En revenant sur les 1er et 3e cas, qui ont tous deux connu une bonne évolution, on trouve que les deux patients avaient présenté une amélioration significative de leur EVA après le test d’infiltration à la lidocaïne, ce qui porte à croire qu’une bonne réponse à ce test diagnostique est un facteur de bon pronostic.
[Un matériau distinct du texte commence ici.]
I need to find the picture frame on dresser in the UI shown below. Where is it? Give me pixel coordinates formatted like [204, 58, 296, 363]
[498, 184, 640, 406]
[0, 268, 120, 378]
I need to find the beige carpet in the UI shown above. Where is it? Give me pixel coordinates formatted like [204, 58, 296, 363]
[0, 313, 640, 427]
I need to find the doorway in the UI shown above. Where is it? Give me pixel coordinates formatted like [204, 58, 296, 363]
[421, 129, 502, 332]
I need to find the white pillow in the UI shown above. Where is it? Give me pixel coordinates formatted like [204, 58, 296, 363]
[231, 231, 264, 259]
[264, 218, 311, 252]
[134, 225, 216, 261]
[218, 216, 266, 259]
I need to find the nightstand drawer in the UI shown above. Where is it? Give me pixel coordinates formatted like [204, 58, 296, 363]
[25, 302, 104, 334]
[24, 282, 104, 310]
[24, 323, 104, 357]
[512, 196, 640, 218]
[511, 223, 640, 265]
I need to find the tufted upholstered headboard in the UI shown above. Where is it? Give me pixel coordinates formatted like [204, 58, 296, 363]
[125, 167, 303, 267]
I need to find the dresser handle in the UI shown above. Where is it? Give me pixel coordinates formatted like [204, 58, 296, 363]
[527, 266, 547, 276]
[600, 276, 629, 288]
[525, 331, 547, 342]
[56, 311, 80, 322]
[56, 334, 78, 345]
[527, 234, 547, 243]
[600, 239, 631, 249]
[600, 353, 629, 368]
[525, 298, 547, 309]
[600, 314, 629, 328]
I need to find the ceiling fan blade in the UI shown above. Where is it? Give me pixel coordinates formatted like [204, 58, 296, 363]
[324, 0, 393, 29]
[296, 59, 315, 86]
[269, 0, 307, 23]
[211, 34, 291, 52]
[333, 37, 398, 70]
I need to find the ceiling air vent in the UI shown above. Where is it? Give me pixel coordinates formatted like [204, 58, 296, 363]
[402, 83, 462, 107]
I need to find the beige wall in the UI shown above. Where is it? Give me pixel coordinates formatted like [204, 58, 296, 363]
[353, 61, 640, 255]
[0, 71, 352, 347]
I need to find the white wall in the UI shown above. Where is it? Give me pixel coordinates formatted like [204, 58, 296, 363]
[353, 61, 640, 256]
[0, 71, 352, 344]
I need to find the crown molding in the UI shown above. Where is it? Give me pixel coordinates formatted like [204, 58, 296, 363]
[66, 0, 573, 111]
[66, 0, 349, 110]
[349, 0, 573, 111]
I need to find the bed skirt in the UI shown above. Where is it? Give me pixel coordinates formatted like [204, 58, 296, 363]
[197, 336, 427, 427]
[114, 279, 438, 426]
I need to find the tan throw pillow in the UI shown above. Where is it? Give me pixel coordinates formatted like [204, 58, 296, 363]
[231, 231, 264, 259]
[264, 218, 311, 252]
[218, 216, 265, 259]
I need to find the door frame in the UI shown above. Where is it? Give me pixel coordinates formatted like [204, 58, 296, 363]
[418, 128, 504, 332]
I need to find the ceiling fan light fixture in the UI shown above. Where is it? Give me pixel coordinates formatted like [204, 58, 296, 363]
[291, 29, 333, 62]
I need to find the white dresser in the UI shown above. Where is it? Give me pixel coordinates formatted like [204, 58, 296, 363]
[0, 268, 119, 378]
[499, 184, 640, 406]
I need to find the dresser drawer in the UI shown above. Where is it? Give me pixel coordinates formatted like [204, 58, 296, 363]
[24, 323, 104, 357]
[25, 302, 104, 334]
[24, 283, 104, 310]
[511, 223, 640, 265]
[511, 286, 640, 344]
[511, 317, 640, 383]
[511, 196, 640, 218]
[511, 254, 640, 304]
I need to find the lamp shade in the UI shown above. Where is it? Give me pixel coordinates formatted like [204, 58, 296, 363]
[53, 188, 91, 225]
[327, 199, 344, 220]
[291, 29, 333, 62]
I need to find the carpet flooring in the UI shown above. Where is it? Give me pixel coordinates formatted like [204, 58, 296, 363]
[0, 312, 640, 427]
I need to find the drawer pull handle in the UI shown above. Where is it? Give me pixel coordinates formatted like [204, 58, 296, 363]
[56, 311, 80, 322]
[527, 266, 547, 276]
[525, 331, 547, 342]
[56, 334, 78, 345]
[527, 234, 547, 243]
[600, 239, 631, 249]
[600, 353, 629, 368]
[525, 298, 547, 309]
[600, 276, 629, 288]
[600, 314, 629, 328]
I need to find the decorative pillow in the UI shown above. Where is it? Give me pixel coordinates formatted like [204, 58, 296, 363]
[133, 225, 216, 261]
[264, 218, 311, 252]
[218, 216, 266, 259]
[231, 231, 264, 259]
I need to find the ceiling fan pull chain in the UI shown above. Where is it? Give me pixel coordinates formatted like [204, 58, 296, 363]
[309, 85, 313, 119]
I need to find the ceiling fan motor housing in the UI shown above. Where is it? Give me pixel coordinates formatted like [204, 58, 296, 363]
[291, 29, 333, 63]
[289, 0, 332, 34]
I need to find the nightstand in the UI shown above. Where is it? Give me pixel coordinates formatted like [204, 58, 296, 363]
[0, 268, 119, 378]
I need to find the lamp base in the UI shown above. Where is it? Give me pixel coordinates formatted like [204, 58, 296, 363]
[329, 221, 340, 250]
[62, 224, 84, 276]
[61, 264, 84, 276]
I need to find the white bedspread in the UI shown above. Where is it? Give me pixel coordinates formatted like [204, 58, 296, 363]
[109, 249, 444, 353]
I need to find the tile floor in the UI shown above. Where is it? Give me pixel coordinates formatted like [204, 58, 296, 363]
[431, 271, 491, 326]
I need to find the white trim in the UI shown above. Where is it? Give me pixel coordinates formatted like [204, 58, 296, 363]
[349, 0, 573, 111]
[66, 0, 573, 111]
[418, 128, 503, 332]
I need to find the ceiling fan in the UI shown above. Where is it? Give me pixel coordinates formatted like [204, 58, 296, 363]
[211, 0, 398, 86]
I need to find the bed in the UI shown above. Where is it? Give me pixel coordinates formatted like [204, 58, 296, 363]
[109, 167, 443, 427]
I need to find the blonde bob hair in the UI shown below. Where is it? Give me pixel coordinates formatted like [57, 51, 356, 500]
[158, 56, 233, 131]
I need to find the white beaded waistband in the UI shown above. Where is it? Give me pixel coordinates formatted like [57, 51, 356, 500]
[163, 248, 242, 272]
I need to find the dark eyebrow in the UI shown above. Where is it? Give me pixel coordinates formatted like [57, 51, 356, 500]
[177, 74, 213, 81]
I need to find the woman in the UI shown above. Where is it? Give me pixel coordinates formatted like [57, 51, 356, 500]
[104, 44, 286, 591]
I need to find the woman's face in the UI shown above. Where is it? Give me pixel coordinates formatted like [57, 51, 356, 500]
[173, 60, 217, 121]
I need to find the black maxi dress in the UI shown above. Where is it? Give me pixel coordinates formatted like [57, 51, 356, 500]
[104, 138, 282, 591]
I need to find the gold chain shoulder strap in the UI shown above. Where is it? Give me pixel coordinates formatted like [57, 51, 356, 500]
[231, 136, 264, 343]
À l’issue de l’analyse de nos trois cas, on peut conclure qu’un traitement chirurgical doit être indiqué d’emblée chez les patients qui présentent un tableau de gravité extrême, jugée sur des niveaux de douleur très élevés à l’EVA et une réponse limite au test d’infiltration à la lidocaïne. En revanche, le traitement médicamenteux peut être indiqué, dans le but d’éviter et/ou de retarder la chirurgie tout en restant dans la fenêtre de curabilité, chez les patients qui ne présentent pas de tableau grave, c’est-à-dire ceux qui ont des douleurs significativement atténuées par les infiltrations à la lidocaïne, et une bonne réponse initiale au traitement.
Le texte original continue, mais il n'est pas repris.